Repatha HSA/FSA Eligibility and Submission: A Complete 2026 Guide

At a glance
- Drug / evolocumab (Repatha), subcutaneous injection, 140 mg/mL prefilled syringe or autoinjector
- FDA approval year / 2015 (atherosclerotic cardiovascular disease and primary hyperlipidemia indications)
- HSA eligible / Yes, prescription required, qualifies under IRS Publication 502
- FSA eligible / Yes, same IRS basis; check your plan year deadline and grace-period rules
- List price / approximately $700 per month (2025 WAC); actual cost varies by insurer
- Amgen copay card / as low as $0/month for eligible commercially insured patients
- FOURIER trial / 27% relative RRR in major adverse cardiovascular events vs. Placebo at median 26 months
- Typical LDL-C reduction / 59 to 60% from baseline with evolocumab 140 mg every 2 weeks
Is Repatha an HSA- or FSA-Eligible Expense?

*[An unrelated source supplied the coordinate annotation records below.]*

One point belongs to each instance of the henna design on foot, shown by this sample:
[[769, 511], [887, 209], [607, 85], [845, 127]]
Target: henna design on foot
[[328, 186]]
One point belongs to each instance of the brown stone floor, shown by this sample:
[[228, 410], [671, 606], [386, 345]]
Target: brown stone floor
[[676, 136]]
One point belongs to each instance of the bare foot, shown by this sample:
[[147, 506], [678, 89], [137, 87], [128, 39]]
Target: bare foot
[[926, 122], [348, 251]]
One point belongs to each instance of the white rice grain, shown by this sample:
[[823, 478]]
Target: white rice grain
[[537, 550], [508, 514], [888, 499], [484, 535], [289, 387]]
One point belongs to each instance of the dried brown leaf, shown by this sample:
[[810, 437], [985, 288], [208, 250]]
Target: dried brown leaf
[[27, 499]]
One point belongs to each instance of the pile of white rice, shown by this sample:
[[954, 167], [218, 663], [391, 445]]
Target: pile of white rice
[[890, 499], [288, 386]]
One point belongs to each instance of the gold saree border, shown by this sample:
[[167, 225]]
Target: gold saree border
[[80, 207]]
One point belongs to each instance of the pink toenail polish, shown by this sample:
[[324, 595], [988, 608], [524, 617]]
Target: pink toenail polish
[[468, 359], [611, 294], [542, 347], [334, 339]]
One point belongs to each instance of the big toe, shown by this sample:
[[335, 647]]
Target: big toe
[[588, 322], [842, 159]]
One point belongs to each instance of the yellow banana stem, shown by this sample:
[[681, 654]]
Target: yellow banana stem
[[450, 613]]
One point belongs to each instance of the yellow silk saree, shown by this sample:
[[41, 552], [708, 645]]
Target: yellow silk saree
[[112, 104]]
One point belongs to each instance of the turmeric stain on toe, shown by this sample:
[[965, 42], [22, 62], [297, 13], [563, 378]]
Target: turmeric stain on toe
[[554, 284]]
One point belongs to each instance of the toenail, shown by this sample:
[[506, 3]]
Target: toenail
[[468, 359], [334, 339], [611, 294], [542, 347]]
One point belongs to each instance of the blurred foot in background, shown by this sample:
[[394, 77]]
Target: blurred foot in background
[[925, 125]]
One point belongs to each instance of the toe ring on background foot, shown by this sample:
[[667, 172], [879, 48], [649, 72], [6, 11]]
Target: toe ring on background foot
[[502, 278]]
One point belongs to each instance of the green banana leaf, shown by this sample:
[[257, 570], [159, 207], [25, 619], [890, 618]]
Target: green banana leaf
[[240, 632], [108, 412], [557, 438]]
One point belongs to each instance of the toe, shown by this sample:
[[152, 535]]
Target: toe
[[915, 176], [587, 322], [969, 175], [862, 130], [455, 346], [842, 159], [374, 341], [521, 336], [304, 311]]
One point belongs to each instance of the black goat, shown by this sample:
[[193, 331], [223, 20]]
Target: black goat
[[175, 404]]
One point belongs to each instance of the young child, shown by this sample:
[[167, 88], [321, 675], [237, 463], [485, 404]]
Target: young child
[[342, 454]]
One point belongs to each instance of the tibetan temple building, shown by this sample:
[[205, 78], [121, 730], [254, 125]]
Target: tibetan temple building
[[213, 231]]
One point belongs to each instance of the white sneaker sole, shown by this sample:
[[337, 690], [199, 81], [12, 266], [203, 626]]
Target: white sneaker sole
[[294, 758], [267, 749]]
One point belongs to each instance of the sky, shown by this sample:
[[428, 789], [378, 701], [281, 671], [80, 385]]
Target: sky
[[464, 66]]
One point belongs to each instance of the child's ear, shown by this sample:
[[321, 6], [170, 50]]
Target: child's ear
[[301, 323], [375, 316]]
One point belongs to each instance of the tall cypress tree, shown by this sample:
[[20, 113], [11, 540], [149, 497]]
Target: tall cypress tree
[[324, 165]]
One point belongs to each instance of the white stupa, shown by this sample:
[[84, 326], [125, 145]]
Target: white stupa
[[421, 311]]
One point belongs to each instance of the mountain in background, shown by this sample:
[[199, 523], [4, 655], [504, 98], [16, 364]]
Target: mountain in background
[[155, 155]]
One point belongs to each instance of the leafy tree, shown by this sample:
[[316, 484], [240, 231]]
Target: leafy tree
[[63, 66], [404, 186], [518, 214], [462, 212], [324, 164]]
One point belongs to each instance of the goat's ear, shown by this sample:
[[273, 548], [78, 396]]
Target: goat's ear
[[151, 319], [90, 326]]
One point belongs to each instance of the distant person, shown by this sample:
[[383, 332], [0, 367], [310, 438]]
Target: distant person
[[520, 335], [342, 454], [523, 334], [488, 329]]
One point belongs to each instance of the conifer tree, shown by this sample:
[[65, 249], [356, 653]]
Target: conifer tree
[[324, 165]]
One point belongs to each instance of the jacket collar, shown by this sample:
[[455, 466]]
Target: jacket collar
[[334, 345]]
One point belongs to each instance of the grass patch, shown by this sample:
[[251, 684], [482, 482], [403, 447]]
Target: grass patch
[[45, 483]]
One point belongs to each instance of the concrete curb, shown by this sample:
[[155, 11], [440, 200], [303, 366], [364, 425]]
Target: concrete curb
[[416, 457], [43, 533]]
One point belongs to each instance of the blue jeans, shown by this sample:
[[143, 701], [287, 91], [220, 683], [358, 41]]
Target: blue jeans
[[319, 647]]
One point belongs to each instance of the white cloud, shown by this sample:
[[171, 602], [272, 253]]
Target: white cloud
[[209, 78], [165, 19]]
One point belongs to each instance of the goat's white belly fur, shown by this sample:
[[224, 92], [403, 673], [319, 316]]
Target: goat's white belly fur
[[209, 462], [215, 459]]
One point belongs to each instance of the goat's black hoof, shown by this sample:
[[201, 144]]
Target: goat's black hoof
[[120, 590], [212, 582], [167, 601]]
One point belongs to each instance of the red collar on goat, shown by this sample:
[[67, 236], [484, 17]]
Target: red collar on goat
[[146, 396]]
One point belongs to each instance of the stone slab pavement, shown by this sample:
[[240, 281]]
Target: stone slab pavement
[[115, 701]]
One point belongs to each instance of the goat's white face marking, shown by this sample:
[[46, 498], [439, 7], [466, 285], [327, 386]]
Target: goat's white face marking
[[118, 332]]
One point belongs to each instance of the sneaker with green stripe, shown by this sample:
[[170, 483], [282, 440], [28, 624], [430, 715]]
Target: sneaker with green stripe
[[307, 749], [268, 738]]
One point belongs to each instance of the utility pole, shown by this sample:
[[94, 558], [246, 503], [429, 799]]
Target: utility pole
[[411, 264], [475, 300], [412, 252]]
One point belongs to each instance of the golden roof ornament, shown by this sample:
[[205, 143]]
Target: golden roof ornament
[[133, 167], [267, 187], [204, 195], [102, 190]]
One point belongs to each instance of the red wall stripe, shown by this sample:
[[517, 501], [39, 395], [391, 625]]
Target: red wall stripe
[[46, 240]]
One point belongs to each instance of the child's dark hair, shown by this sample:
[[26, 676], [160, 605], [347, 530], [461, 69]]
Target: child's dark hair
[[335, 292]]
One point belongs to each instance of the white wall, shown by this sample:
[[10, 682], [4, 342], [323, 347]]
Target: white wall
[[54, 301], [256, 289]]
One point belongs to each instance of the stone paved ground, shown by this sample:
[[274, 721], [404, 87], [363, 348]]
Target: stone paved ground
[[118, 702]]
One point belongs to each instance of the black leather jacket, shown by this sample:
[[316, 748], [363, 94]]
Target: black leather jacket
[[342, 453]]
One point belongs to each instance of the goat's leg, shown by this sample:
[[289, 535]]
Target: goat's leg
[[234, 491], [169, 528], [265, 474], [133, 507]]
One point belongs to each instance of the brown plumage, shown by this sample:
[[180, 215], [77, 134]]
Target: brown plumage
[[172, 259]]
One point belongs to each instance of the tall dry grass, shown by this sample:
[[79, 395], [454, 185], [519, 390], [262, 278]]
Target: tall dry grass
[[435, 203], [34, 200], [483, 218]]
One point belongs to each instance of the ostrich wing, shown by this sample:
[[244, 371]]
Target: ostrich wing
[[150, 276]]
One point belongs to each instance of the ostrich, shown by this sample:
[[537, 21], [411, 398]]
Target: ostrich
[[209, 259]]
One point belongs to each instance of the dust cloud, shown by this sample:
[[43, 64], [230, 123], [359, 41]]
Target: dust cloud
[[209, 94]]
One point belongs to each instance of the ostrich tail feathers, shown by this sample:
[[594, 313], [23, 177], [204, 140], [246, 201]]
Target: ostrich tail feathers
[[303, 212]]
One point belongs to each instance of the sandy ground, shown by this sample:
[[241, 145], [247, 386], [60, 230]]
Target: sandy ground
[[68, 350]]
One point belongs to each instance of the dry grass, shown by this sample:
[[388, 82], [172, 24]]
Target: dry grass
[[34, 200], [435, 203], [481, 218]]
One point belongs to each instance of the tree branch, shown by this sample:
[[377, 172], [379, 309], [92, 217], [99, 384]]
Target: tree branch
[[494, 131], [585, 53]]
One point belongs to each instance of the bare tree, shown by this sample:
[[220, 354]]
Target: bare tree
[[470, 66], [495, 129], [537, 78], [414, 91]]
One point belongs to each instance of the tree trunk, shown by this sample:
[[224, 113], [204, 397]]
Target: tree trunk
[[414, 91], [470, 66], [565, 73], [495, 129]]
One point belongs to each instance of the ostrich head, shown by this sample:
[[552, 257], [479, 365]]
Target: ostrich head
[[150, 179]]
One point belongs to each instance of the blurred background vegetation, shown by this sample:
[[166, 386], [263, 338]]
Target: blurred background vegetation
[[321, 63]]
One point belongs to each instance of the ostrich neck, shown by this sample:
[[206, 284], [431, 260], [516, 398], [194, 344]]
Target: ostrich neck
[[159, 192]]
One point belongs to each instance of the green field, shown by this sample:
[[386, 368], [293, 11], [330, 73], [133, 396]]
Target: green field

Repatha is HSA- and FSA-eligible because it is a prescription medication. The IRS defines eligible medical expenses in Publication 502, which explicitly covers prescription drugs. Evolocumab 140 mg requires a written or electronic prescription under federal law, so it clears that threshold automatically. No additional documentation is needed beyond the pharmacy receipt that shows the drug name, the dispensing date, and the amount paid.
The IRS Rule That Makes Repatha Eligible
Under 26 U.S.C. § 213(d), a medical expense is deductible (and therefore HSA/FSA-payable) when it is incurred for the diagnosis, cure, mitigation, treatment, or prevention of disease. Repatha carries FDA approval for two distinct disease indications: primary hyperlipidemia and established atherosclerotic cardiovascular disease (ASCVD). Both indications meet the IRS definition. FDA approval documentation is available on the agency's drug database.
HSA vs. FSA: Key Timing Differences
HSA funds roll over indefinitely. FSA funds typically expire at the plan year end, though many employers offer a 2.5-month grace period or a $640 carryover (2024 IRS limit). If you are prescribed Repatha late in a calendar year, prioritizing FSA funds first and HSA funds second is generally the better sequence. The IRS FSA guidance confirms carryover limits are adjusted annually.
How to Pay for Repatha with an HSA or FSA
Paying with an HSA or FSA debit card is the simplest path. Swipe the card at the pharmacy just as you would a credit card. The pharmacy system records the transaction as a prescription purchase, which generates an automatic eligibility flag in most HSA/FSA administrator systems.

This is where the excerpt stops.